Deus quer e é agradável ao Senhor manter a relação com o seu povo como uma
relação de pai e filho: “Eu serei o vosso
Deus e vocês serão o meu povo” (Ex 6,7; Lv 26,12; Dt 26,17-19; 29,12). Esta
expressão também é muito frequente nos profetas Jeremias e Ezequiel. E por
causa do seu grande Nome (1Sm 12,22) Deus não abandonará o seu povo porque este
povo é seu. Os sacerdotes colocavam o nome do Senhor sobre o povo como um sinal
ou como um segredo, e isso significava que o povo pertencia ao seu Deus (cf. Is
44,5; Ez 9,4; Ap 7,3; 14,1; etc.). Para Israel, esta pertença representava a
fonte das bênçãos dele recebidas. É Ele o Criador da Terra e de tudo o que
existe. “Eu sou Iahweh; não há nenhum
outro” (Is 45,18; cf. Dt 32,39).
O nome dá autoridade a quem o possui. Ao contrário, aquele
que não tem nome é desprezado, é como afirmar que ele não existe, que é nulo, caótico,
pois “o nome é como a alma da pessoa”.
Já no princípio da criação Deus deu um nome ao homem e à mulher e depois pediu
a Adão para que desse nome a todos os seres criados (cf. Gn 2,19).

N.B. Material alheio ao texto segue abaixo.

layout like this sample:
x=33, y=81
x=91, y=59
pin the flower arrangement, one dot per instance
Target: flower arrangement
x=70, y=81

Saber o nome divino é conhecer Deus como Ele se revelou. Não
existiam nomes divinos secretos em Israel, porque o uso mágico do nome de Deus
era proibido e porque o nome de Deus é santo (Sl 103,1; 105,3; 106,47; 145,21;
1Cr 16,35; 29,16) e glorioso (Sl 72,19; 1Cr 29,13). Tanto assim que se procurou
guardar bem o seu nome contra o abuso na maldição (Lv 24,11.15s); no juramento
(Lv 19,12), porque quem fazia dessa forma estava profanando e violando o nome
de Deus (Pr 30,9).
Portanto, segundo a Bíblia, é bendito aquele que caminha no
nome do Senhor (cf. Sl 118,26). Por isso colocar o nome de Deus sobre o povo
era uma expressão semítica que indicava o favor divino. O nome do Senhor era
pronunciado três vezes na bênção (Nm 6,24-26), e isto assegurava a Israel a
presença do Deus que caminhava com o seu povo e o protegia. O povo de Israel
compreendia que a bênção divina era a condição necessária e fundamental da qual
dependia o verdadeiro êxito da sua existência. Sem uma relação harmoniosa com
Deus, a vida humana não podia encontrar o seu sentido autêntico nem chegar a
seu verdadeiro desenvolvimento.
Mas então, qual é o verdadeiro Nome de Deus, segundo a
Bíblia? Quando Deus ouviu o clamor do povo que estava escravo no Egito, e
desceu para libertá-lo, Moisés disse a Deus: “Mas quando eu for aos israelitas e disser: ‘O Deus de vossos pais me
enviou até vós’; e eles me perguntarem: ‘Qual é o seu nome? ’, o que eu devo dizer?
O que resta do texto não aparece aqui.